Des recettes simples et parfois typiques
La Grande Bouffe de Ugo Tognazzi regorge autant de recettes appétissantes en diable que d’écrits drôles à parfois en rire à gorge déployée. La dernière partie s’éloigne de ce concept, n’est d’ailleurs plus écrit par l’acteur mais par Florence Rigollet, traductrice du livre, qui signe donc le segment « Ugo Tognazzi et Marco Ferreri : la bourgeoisie dans le viseur ». Tout au long de ces 57 pages, l’auteure revient sur une collaboration pour le moins naturelle, d’ailleurs décrite comme telle par le comédien. Le réalisateur, pape du grotesque, a ainsi fait tourner Tognazzi dans d’autres œuvres que l’immense La Grande Bouffe, et toutes sont abordées ici pour mieux comprendre, en fin de compte, ce qui a pu pousser l’acteur à se donner à ce point à la cause défendue par le film de Ferreri. Une dernière partie d’une utilité incontestable.

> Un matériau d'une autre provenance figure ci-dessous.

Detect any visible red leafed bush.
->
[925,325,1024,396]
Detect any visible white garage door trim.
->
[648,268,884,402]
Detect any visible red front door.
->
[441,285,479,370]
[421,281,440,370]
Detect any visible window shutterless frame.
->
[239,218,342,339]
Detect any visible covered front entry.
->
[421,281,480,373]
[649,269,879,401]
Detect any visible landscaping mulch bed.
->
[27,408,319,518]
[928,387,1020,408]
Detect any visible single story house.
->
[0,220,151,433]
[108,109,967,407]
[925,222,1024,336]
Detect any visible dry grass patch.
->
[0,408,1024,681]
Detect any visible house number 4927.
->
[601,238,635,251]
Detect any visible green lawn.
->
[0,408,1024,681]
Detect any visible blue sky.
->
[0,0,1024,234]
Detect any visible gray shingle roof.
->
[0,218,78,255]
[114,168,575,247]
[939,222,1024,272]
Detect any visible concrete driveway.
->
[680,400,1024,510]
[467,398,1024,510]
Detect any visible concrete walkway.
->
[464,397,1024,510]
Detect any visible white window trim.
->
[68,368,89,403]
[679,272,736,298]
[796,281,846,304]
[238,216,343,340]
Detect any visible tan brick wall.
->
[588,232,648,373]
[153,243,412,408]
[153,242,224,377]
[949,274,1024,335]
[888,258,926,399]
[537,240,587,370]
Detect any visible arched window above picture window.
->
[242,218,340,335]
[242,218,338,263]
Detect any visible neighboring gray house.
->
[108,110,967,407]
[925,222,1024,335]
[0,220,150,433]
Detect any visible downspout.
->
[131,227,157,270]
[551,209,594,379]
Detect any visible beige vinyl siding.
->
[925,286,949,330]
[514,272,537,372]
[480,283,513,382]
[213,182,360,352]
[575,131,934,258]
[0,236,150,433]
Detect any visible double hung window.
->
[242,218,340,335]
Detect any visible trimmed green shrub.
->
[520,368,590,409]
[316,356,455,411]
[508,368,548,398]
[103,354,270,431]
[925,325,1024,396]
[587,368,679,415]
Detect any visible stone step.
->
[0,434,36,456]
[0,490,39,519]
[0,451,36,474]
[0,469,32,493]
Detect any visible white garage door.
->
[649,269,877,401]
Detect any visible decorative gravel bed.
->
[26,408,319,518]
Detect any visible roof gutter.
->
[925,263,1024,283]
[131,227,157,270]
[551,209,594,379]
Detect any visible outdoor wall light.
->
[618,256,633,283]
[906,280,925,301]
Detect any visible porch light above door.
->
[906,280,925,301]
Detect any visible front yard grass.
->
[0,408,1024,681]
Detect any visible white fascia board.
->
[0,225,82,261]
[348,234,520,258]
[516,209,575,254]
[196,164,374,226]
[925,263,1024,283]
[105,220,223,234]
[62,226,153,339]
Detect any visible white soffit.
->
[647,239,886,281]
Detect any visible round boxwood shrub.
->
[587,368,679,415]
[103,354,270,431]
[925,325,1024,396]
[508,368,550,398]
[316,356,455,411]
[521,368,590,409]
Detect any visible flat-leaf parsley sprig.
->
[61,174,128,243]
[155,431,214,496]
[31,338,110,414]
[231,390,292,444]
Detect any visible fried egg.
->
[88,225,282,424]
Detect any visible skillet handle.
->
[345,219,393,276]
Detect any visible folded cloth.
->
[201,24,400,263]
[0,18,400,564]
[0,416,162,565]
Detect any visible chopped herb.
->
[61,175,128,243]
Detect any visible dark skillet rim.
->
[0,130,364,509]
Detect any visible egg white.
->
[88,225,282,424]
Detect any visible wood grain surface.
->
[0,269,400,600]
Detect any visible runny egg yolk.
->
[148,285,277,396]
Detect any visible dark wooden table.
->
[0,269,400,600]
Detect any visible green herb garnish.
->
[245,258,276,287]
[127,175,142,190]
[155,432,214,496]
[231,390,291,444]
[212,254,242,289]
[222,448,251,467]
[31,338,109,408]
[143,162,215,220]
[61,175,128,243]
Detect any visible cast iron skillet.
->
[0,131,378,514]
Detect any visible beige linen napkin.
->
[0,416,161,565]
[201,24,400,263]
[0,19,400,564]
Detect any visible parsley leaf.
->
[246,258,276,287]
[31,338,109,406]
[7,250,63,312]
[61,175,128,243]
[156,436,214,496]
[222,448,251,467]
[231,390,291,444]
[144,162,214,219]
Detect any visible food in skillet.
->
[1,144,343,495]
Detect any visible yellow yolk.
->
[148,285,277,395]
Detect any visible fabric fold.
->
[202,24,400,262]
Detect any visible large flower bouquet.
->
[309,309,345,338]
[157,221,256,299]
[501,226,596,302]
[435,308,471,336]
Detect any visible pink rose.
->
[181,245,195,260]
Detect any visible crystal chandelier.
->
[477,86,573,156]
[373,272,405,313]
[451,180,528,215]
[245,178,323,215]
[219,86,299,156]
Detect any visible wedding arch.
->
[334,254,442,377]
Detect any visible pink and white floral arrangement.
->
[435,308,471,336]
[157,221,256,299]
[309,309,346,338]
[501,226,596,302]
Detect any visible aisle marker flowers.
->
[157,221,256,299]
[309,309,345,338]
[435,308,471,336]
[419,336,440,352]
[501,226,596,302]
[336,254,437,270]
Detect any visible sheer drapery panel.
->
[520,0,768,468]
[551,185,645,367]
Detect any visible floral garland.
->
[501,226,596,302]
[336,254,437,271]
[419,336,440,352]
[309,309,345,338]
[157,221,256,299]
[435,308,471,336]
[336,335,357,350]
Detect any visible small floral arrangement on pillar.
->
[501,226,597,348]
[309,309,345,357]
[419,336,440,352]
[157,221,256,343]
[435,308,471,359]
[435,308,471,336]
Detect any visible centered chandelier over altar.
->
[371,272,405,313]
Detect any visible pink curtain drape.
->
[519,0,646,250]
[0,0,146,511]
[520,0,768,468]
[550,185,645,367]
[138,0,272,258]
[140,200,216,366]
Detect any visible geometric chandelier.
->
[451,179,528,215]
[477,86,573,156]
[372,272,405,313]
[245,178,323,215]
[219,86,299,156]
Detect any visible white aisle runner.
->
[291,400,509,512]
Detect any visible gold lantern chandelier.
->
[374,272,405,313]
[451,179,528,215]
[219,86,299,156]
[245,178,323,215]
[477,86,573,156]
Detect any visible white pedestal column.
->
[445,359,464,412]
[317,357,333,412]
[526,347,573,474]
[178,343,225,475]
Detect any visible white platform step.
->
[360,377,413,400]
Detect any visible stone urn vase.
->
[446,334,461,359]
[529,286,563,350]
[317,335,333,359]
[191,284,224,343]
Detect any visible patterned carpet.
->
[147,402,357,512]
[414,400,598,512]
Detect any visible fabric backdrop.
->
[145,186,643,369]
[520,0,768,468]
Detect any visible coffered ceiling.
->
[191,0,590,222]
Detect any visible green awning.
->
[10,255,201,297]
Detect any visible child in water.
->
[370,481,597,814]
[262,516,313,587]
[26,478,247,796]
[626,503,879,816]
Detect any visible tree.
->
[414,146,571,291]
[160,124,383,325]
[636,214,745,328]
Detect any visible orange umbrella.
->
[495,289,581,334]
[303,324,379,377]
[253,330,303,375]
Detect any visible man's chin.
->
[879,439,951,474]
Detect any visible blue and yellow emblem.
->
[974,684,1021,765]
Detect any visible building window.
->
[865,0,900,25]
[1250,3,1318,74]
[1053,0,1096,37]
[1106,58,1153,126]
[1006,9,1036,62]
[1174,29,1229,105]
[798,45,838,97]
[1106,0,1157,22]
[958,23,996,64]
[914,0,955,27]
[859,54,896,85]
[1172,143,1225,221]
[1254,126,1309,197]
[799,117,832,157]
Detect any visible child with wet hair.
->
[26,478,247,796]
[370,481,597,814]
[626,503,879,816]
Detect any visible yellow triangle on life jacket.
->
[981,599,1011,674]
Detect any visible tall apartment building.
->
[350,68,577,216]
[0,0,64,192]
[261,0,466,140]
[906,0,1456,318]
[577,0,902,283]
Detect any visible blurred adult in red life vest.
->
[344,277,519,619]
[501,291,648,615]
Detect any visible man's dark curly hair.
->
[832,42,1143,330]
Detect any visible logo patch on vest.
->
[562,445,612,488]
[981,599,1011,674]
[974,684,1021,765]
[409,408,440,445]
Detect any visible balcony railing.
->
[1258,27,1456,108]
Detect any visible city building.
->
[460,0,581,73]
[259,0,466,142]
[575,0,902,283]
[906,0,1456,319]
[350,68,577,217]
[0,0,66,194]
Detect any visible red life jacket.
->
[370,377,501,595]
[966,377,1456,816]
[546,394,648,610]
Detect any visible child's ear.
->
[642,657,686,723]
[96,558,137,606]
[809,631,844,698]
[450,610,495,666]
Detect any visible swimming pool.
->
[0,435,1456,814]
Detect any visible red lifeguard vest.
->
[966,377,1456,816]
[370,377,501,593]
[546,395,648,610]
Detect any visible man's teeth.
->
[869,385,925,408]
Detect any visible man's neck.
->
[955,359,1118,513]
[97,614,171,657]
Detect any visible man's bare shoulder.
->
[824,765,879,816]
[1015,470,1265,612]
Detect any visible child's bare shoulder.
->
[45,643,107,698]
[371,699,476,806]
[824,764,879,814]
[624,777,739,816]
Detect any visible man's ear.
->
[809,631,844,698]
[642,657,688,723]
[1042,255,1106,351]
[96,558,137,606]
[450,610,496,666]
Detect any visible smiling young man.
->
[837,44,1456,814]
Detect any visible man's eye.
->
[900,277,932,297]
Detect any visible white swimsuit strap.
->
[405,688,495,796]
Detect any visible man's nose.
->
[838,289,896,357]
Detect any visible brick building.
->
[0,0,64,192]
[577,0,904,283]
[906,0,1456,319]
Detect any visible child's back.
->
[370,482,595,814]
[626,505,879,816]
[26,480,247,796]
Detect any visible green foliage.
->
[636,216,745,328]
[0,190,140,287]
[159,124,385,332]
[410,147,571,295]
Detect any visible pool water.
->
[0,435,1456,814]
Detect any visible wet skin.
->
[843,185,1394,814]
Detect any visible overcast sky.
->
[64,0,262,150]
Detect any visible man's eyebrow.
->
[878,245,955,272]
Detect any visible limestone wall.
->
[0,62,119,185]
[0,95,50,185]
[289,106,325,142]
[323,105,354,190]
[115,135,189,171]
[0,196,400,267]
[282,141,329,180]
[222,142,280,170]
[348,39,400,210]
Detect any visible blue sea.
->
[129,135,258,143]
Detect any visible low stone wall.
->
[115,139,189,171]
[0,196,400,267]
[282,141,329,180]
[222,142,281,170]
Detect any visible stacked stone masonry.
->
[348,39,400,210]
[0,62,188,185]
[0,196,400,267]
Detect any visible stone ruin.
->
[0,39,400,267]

Au final, La Grande Bouffe de Ugo Tognazzi est un indispensable pour plusieurs raisons. Toutes font qu’il est bien plaisant de parcourir ce livre aussi généreux que l’acteur, que cet ouvrage permet de mieux connaître. Bien évidemment, les cinéphiles qui connaissent par cœur La Grande Bouffe (des gens de bon goût, assurément), se jetteront encore plus vite sur cet achat et pourrons se régaler de l’intégralité des recettes utilisées dans leur film culte. Les autres auront tout de même de quoi faire, avec de nombreux plats, parfois typiquement italiens, à s’en lécher les babines. On a d’ailleurs testé les « spaghettis à la sgualdrina », et comment dire… Miam !
La Grande Bouffe de Ugo Tognazzi, écrit par Ugo Tognazzi, traduit et complété par Florence Rigollet. Aux éditions Séguier, 288 pages, 21.90 euros. Parution le 4 mai 2016.